I know these are admirable traits when maintaining healthy relationships with people, but what happens when those relationships go awry? How does one handle mistreatment and betrayal? How should one react when the other has a change of heart? The idea that you can form a deep connection with someone and then somewhere along the lines things change–it’s a situation that’s plagued almost every one of my intimate relationships.
When faced with this circumstance I struggle, I obsess, I analyze. No detail goes unturned until I reach a familiar conclusion; I need more information. Each time I arrive at this junction, I’m seemingly faced with the same two choices:
1.) Accept that there are some questions I will never know the answers to. Individuals are unique and make decisions that don’t make sense.

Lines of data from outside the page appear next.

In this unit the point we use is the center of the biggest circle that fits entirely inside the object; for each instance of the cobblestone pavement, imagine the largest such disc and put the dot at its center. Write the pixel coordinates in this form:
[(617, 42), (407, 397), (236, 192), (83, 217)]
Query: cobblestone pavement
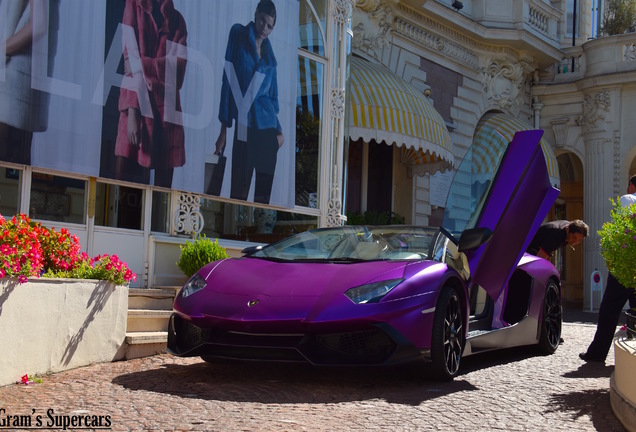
[(511, 390)]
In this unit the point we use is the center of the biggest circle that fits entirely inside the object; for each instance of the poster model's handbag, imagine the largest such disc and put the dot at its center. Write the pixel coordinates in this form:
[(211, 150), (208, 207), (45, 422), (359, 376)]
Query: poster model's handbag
[(214, 171)]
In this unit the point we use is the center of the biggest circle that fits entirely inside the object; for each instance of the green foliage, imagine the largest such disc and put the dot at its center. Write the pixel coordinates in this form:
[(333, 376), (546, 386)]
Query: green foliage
[(619, 17), (198, 253), (307, 146), (618, 243), (375, 218)]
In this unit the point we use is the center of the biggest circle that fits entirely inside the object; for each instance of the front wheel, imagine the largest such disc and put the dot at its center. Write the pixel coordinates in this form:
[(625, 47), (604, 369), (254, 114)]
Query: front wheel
[(552, 319), (448, 339)]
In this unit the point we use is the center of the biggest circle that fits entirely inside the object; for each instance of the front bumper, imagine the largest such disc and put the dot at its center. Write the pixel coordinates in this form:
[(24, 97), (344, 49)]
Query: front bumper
[(377, 344)]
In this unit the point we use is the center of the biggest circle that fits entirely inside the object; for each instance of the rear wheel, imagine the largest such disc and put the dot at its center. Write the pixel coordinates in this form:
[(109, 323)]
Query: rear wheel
[(552, 320), (448, 339)]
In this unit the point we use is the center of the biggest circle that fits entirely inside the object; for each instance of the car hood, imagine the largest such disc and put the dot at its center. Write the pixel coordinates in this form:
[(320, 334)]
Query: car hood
[(257, 289), (518, 200)]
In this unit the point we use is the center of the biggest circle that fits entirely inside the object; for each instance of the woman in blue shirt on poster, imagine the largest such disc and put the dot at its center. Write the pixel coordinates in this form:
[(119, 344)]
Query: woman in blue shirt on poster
[(249, 96)]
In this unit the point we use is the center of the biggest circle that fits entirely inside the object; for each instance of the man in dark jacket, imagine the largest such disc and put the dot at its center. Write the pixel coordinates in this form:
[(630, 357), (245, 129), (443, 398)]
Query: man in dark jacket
[(552, 235)]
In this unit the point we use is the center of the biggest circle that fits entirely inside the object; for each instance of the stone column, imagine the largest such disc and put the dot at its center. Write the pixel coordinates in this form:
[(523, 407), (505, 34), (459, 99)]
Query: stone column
[(338, 46)]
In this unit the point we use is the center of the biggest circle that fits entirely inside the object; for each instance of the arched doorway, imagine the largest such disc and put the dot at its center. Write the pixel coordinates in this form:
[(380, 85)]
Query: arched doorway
[(569, 206)]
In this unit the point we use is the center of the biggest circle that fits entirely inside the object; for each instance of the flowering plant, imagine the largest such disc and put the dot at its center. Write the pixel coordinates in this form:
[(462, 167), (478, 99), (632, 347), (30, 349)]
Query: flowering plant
[(618, 243), (28, 249), (30, 379)]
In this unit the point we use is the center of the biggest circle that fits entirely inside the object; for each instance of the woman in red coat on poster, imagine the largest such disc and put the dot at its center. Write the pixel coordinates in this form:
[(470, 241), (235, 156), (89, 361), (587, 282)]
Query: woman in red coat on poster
[(145, 139)]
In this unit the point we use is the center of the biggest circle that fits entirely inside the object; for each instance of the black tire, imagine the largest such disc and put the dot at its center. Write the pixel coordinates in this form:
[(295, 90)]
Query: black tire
[(447, 344), (216, 360), (551, 320)]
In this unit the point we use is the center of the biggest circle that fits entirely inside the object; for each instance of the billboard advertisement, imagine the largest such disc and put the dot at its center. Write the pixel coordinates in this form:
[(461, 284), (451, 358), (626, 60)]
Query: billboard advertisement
[(194, 95)]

They must live with the consequences of their actions. Let go and move on.
2.) Hope. Have faith that over time we can realize our role in disagreements. Be honest and willing to reach an understanding of each other. Be open to mending the relationship and moving forward anew with a more mindful incarnation of what once was.
Are these ideas mutually exclusive? Is the fruition the latter at all practical or is it some quixotic fantasy? Is it expecting too much in today’s world? One rooted in reality and the other in the ideal. I am forever in pursuit of reconciling the two.